Currently Elasticity doesn't do much to ease this pain although this is what I would like to focus on in coming releases. Feel free to ship ideas my way. In the meantime, have a look at the EMR API [PDF](http://awsdocs.s3.amazonaws.com/ElasticMapReduce/20090331/emr-api-20090331.pdf) under the RunJobFlow action and riff off of the example here. ## SetTerminationProtection Enable or disable "termination protection" on the specified job flows. Termination protection prevents a job flow from from being terminated by any user-initiated action.
  emr = Elasticity::EMR.new(ENV["AWS_ACCESS_KEY_ID"], ENV["AWS_SECRET_KEY"])
  emr.set_termination_protection(["j-1B4D1XP0C0A35", "j-1YG2MYL0HVYS5"])
To disable termination protection, specify false as the second parameter.
  emr.set_termination_protection(["j-1B4D1XP0C0A35", "j-1YG2MYL0HVYS5"], false)
## TerminateJobFlows Terminate the specified job flow. When the job flow '''exists''', you will receive no output. This is because Amazon does not return anything other than a 200 when you terminate a job flow :) You'll want to continuously poll with DescribeJobFlows to see when the job was actually terminated.
  emr = Elasticity::EMR.new(ENV["AWS_ACCESS_KEY_ID"], ENV["AWS_SECRET_KEY"])

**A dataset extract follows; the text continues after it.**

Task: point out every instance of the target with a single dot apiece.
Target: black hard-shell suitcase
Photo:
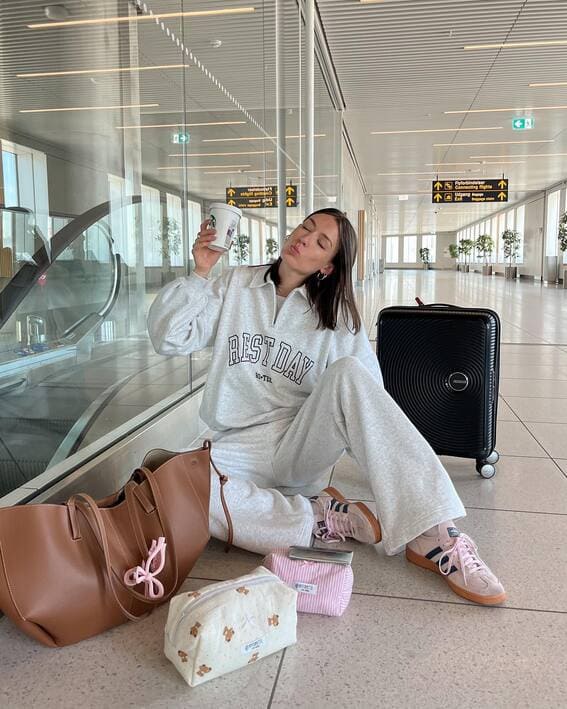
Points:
(441, 365)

  emr.terminate_jobflows("j-BOWBV7884XD0")
When the job flow '''doesn't exist''':
  emr = Elasticity::EMR.new(ENV["AWS_ACCESS_KEY_ID"], ENV["AWS_SECRET_KEY"])
  emr.terminate_jobflows("no-flow")
  
  > ArgumentError: Job flow 'no-flow' does not exist.

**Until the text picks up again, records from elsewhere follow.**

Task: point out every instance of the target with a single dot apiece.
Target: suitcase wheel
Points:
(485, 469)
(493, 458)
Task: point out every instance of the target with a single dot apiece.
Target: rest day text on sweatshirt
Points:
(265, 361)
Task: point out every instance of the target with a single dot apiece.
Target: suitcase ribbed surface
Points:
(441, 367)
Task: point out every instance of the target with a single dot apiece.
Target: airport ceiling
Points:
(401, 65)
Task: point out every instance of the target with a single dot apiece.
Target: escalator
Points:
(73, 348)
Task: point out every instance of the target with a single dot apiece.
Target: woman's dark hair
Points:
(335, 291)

# Direct Response Access If you're fine with Elasticity's invocation wrapping and would prefer to get at the resulting XML rather than the wrapped response, throw a block our way and we'll yield the result. This still saves you the trouble of having to create the params and sign the request yet gives you direct access to the response XML for your parsing pleasure.
  emr = Elasticity::EMR.new(ENV["AWS_ACCESS_KEY_ID"], ENV["AWS_SECRET_KEY"])
  emr.describe_jobflows{|xml| puts xml[0..77]}
  
  > <DescribeJobFlowsResponse xmlns="http://elasticmapreduce.amazonaws.com/doc/200...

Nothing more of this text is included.